It doesn't seem like it's worth the hassle.

------
pantulis
Anyone tried Catalina on an old late-2013 16GB 15'' MBP? Is general
performance affected? So far so good with Mojave.

------
musgrove
I've tried to download and install Catalina 5 times now and every time it
errors out and stops with no explanation.

------
johnmen1986
Downloaded the new MacOS And now every single one of my apps or programs on my
Mac crashes and will not open

------
thesquib
I'm still holding back from upgrading my hardware (my 2013 Macbook Pro is
still going strong with no maintenance required). For one, the butterfly
keyboard issues have really put me off the newer laptops. It seems like
everyone I know has a key that doesn't work properly anymore. I also like
having plenty of ports without buying an adaptor and carrying one around with
me.

------
reaperducer
I'm glad this finally happened.

When I upgraded my iOS devices to 13, my shared To Do lists stopped working in
macOS. Each item in the list has a warning triangle next to it that explains I
have to upgrade my desktop OS to use the lists again.

It turns out that I underestimated the importance of the grocery list shared
among my family members.
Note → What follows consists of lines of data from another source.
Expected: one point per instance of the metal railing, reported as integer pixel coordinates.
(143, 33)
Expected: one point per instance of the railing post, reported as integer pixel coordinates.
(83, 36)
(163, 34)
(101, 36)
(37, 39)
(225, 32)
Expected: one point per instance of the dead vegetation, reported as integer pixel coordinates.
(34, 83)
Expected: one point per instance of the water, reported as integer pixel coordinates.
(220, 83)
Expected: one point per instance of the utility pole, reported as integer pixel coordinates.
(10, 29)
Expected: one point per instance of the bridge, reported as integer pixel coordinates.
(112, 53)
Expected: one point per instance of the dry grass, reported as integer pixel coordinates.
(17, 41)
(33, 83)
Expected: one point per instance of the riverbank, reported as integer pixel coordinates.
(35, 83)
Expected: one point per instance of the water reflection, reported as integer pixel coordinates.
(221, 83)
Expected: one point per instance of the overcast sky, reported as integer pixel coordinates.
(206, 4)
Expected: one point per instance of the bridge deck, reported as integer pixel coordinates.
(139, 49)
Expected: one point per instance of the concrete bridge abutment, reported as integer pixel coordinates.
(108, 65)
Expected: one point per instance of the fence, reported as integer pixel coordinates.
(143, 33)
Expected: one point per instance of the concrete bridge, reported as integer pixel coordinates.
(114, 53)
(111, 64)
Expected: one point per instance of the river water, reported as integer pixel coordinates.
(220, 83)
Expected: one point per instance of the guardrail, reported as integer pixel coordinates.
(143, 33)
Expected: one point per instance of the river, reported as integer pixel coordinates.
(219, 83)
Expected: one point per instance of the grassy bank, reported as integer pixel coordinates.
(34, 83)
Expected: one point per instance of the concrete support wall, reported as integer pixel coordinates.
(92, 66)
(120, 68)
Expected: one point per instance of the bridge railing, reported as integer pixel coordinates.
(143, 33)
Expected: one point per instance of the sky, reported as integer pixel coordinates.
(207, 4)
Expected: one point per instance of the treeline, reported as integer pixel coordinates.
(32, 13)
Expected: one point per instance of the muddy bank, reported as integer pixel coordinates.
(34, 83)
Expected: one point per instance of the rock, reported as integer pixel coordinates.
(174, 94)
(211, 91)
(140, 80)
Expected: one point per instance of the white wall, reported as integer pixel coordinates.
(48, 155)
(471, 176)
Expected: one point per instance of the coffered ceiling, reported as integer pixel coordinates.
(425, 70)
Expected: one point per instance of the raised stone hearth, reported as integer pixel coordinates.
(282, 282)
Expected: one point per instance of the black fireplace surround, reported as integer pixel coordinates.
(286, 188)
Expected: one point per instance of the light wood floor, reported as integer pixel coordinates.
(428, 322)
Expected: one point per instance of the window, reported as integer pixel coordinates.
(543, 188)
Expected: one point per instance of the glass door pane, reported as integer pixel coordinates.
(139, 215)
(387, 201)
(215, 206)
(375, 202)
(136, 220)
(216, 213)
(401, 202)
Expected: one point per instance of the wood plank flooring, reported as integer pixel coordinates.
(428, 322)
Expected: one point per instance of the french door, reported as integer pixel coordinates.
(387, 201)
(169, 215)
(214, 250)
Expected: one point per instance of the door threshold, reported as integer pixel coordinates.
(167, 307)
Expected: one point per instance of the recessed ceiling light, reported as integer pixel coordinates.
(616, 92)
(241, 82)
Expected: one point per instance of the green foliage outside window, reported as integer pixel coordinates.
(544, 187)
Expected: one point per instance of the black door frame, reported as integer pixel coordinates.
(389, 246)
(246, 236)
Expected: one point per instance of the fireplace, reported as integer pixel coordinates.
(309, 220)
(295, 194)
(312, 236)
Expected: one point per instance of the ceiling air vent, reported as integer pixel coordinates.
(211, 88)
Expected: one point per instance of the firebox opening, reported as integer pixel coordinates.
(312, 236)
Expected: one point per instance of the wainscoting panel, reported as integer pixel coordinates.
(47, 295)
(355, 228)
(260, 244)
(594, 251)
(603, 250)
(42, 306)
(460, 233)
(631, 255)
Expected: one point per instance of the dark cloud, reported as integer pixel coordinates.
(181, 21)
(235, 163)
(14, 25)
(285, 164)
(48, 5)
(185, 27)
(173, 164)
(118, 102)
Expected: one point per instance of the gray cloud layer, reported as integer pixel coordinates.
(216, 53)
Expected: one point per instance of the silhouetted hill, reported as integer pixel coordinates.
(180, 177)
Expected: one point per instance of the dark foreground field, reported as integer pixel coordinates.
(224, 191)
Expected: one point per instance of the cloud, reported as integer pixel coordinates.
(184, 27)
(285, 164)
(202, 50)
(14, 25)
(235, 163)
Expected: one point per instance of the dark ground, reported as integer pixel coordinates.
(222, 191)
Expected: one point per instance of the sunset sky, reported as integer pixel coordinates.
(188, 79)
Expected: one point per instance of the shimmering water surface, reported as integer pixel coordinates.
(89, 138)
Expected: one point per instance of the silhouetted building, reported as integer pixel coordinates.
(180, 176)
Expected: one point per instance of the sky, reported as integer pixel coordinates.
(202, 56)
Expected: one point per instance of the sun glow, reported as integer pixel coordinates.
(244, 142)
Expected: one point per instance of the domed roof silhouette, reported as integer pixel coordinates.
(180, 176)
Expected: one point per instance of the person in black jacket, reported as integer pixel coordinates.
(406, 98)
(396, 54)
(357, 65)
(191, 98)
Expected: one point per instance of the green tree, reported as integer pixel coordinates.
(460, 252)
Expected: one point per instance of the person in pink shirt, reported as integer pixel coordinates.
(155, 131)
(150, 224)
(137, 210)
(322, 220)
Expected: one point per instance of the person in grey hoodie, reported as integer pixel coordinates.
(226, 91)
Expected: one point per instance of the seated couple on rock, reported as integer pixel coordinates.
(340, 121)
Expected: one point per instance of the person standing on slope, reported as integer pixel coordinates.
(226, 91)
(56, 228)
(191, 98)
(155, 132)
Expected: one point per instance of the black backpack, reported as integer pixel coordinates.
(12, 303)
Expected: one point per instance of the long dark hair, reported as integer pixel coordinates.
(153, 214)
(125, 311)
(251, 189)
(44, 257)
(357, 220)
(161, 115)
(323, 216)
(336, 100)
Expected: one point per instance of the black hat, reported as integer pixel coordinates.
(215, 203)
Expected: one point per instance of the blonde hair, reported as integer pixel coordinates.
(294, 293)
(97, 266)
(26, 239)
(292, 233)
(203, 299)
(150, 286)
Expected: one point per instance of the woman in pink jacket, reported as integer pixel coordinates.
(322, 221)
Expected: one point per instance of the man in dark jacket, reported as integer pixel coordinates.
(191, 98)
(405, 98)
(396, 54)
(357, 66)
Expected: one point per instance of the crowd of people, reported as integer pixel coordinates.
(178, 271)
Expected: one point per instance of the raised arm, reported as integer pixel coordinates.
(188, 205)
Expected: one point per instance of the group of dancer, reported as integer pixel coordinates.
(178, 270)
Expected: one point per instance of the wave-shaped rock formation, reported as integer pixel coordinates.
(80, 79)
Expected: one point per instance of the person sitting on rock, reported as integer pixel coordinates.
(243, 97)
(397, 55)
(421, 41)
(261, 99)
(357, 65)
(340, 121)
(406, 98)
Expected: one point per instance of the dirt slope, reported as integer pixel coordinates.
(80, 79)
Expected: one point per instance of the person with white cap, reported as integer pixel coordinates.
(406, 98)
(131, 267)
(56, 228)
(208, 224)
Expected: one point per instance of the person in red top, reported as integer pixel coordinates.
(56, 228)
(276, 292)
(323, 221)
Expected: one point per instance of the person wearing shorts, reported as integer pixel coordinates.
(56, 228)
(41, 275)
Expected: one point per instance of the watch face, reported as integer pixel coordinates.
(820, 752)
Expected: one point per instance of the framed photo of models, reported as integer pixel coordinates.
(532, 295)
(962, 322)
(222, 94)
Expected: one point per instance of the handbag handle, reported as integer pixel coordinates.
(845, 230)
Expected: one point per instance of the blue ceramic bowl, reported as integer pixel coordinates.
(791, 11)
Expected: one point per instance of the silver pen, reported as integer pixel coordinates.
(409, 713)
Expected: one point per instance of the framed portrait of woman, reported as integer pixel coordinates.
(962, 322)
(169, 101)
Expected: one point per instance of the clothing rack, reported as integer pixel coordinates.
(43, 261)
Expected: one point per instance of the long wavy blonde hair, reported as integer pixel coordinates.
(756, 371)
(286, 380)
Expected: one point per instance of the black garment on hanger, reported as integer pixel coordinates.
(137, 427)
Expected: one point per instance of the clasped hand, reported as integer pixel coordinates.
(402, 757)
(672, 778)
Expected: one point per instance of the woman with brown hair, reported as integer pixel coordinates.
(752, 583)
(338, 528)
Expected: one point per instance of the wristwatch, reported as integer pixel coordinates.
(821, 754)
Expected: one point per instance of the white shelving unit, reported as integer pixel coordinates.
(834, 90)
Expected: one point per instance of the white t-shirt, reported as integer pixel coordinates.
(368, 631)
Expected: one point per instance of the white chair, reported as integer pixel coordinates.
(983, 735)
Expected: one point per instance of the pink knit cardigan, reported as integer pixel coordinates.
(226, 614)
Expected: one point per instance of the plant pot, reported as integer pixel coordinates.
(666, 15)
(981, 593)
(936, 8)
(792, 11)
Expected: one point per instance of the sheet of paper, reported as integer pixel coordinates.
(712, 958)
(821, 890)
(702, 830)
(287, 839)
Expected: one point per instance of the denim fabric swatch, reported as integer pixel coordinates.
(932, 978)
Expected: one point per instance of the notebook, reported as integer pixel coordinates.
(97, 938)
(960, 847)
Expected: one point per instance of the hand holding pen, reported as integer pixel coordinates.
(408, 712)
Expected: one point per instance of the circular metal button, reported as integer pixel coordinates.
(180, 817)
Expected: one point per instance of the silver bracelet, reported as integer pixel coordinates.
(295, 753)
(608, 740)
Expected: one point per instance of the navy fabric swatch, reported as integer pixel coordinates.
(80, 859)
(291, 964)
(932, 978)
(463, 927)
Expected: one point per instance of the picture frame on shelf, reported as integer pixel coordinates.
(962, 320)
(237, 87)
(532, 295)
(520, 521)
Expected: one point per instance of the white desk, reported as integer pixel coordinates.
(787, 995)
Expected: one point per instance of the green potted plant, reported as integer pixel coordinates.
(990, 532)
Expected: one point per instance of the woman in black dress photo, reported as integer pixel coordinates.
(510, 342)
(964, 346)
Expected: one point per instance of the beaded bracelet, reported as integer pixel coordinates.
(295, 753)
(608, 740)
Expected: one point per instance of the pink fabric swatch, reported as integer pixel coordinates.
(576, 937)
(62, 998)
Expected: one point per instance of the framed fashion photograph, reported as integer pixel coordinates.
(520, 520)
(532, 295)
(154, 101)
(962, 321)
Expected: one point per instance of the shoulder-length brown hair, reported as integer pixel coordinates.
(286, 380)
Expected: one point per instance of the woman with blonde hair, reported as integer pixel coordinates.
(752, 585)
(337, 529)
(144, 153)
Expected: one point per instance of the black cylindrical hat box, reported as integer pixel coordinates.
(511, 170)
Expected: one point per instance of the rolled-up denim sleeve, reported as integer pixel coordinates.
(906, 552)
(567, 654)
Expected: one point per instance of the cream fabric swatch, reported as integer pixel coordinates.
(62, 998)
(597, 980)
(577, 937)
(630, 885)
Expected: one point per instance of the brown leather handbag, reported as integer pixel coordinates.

I now have five gallons of milk and no kitty litter
in the house.

------
bookofjoe
Wow, took over two hours to download/set up: 2019 iMac (with hard drive) x
300mps download speed

------
plg
How many of you

(1) wipe disk, install new OS, & reinstall apps & documents

(2) let apple try to upgrade in place

------
anonthrowaway28
No iTunes? no thanks. I refuse to "upgrade" to marketing adware that takes
away features. I'll stick with Mojave on my Hackintosh for however long that
lasts. Oh and Catalina won't run anything that's 32-bit either.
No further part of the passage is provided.